What's more interesting is that when the authors stripped annotations out of files and asked PyType to infer them, it failed to do so in 77% of cases, which means that the user-written annotations were capturing information that automatic tools couldn't. On the other hand, MyPy found that only 15% of the 2,678 repositories examined were type-correct; this may be a result of MyPy being very conservative and producing false positives. More troubling are the disagreements between these different tools, but studies like these are exactly what we need to make those tools more consistent and more helpful.

RakAmnouykit2020 Ingkarat Rak-amnouykit, Daniel McCrevan, Ana Milanova, Martin Hirzel, and Julian Dolby: Python 3 types in the wild: a tale of two type systems.
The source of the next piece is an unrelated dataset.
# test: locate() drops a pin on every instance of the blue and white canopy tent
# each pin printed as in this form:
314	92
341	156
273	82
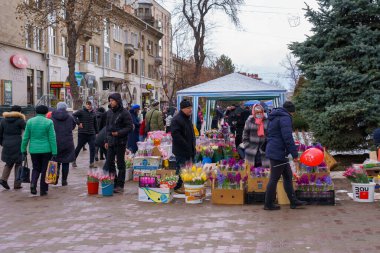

In Proc. ISDL 2020, doi:10.1145/3426422.3426981.

Python 3 is a highly dynamic language, but it has introduced a syntax for expressing types with PEP484. This paper ex- plores how developers use these type annotations, the type system semantics provided by type checking and inference tools, and the performance of these tools. We evaluate the types and tools on a corpus of public GitHub repositories. We review MyPy and PyType, two canonical static type checking and inference tools, and their distinct approaches to type analysis. We then address three research questions: (i) How often and in what ways do developers use Python 3 types? (ii) Which type errors do developers make? (iii) How do type errors from different tools compare? Surprisingly, when developers use static types, the code rarely type-checks with either of the tools. MyPy and PyType exhibit false positives, due to their static nature, but also flag many useful errors in our corpus. Lastly, MyPy and PyType embody two distinct type systems, flagging different errors in many cases. Understanding the usage of Python types can help guide tool-builders and researchers. Understanding the performance of popular tools can help increase the adoption of static types and tools by practitioners, ultimately leading to more correct and more robust Python code.